Juan a Secas salió disparado.
—Éste se llama Néstor. Su mujer y sus dos hijos, que sólo tenían dos y tres añitos, murieron en un accidente de tráfico, hace unos tres años.
—Venían de ver a mi suegra. La mujer es un coñazo, no me extraña que Lola se durmiera a la vuelta.
—En realidad, no están claras las causas del accidente —explicó Lían.
—Seguro que se durmió. Se dormía por las esquinas —dijo Néstor.
Lían me fue presentando al resto. Todos habían perdido por lo menos a sus parejas, y ninguno tenía problemas en hablar o bromear sobre ello.
—Y éste es Gerardo —dijo Lían cuando llegamos al último. Gerardo era bastante extraño. Vestía de negro hasta el cuello. Estaba pálido, pero eso no lo hacía menos atractivo. Tenía el pelo negro y muy largo. Le llegaba más abajo de la cintura. Parecía un vampiro sacado de una novela erótica. —Su novio murió la semana pasada. No ha querido contarnos cómo, pero sospechamos que lo mató él mismo para poder entrar en nuestro club.
Gerardo sonrió enigmáticamente al escuchar aquella presentación, pero no dijo nada.
Tras las presentaciones todo el mundo se sentó para terminar de ver la película y Lían me llevó a su habitación.
—¿Qué te han parecido?
—¿Sinceramente?

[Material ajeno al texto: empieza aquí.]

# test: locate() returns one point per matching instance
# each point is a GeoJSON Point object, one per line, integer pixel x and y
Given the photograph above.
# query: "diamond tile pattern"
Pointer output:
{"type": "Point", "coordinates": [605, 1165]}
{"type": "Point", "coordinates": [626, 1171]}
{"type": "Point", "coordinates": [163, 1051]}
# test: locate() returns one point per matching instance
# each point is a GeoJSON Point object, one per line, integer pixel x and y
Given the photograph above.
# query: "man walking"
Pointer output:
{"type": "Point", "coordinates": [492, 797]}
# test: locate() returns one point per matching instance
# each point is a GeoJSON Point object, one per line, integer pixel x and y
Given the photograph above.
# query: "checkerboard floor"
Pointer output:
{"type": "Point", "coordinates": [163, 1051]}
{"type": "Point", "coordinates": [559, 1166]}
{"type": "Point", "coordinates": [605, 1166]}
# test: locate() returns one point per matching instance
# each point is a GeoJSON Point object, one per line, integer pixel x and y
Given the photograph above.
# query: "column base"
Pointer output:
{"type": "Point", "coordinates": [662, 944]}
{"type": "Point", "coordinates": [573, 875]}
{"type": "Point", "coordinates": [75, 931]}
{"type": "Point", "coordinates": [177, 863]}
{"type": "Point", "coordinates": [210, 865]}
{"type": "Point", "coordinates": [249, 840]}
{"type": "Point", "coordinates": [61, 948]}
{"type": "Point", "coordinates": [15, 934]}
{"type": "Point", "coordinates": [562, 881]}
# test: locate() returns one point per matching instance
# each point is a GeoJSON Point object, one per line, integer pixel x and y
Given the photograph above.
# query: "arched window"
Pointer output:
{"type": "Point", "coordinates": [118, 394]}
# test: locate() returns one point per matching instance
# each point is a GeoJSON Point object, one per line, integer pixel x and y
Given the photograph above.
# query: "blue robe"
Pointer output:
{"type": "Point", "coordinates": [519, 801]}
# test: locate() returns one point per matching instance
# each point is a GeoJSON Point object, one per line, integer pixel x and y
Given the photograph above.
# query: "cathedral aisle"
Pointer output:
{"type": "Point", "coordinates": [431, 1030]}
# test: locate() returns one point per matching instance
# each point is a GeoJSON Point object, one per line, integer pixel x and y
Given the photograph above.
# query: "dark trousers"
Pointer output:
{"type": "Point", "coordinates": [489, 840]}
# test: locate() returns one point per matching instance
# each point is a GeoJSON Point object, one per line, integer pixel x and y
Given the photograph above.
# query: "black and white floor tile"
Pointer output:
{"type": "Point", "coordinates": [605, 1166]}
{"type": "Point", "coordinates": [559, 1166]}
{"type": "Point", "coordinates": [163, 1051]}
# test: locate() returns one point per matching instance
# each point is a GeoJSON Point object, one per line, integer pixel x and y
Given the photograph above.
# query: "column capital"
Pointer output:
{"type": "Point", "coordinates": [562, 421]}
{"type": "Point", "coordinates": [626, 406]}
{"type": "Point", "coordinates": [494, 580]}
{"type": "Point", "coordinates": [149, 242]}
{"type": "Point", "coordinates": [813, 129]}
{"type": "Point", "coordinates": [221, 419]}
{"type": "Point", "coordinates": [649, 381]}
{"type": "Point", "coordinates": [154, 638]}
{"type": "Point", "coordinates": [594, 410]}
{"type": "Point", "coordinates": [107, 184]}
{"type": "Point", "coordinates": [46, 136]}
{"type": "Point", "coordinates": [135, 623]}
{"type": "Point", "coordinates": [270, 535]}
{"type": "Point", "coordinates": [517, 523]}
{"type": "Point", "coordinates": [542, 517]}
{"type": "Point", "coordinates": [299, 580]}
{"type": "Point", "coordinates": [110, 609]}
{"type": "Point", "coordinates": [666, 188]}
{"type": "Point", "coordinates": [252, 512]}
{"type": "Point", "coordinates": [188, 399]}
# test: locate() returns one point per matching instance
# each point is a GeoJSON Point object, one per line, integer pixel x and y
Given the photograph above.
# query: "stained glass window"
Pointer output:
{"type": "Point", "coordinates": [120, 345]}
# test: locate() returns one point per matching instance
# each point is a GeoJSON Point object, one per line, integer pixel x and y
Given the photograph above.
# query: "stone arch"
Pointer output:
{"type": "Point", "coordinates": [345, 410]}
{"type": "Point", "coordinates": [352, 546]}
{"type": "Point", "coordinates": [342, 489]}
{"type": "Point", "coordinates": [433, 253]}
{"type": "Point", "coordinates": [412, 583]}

Un poco locos. Y están buenísimos.
—¿A que sí?
—¿Hay que estar bueno para entrar en el club?
—No, no. Eso ha sido fruto de la casualidad. Además, tú rompes la norma.
—Muchas gracias.
—No, no. Quiero decir que rompes el molde. Estás mucho más bueno que ellos.
—Repito. Muchas gracias. Pero no es verdad. Oye… Hay mayoría de gays. ¿Es por algo en especial?
Lían tardó un poco en responder.
—Ha salido así. Primero conocí a Néstor, hará unos cuatro meses. En realidad ya lo conocía de vista, de una cafetería que frecuentamos. Un día nos pusimos a hablar sin más y me contó lo de su mujer e hijos y yo le dije lo de mi novia. Hicimos buenas migas y después de pasar dos días juntos acabamos en mi cama. Hasta ese momento ni él ni yo habíamos estado con hombres, así que fue una experiencia nueva y excitante para ambos. Durante unas semanas creímos que nos habíamos convertido en una pareja, pero después la pasión se agotó y nos dimos cuenta de que no había más química. Luego se fueron sumando los demás, de forma espontánea. Es como si tuviéramos un imán para viudos guapos. No sé cómo fundamos el club ni por qué acaban todos viniéndose a vivir conmigo, pero me gusta. En cuanto a lo de la mayoría de gays, la verdad es que no creo que ya podamos aceptar a hombres muy heteros ni a mujeres en el club, porque esto se ha convertido en un puterío, todos se enrollan con todos, y no sé si eso podría incomodar a un hetero poco dado a los excesos.
—¿Todos con todos?
—Básicamente. Va por rachas. Se van formando parejas o tríos y se van disolviendo. No sé en qué consiste, yo no participo.
—¿En serio?
—De veras.
—¿Y por qué no participas?
—Porque yo sí que me enamoré de Néstor.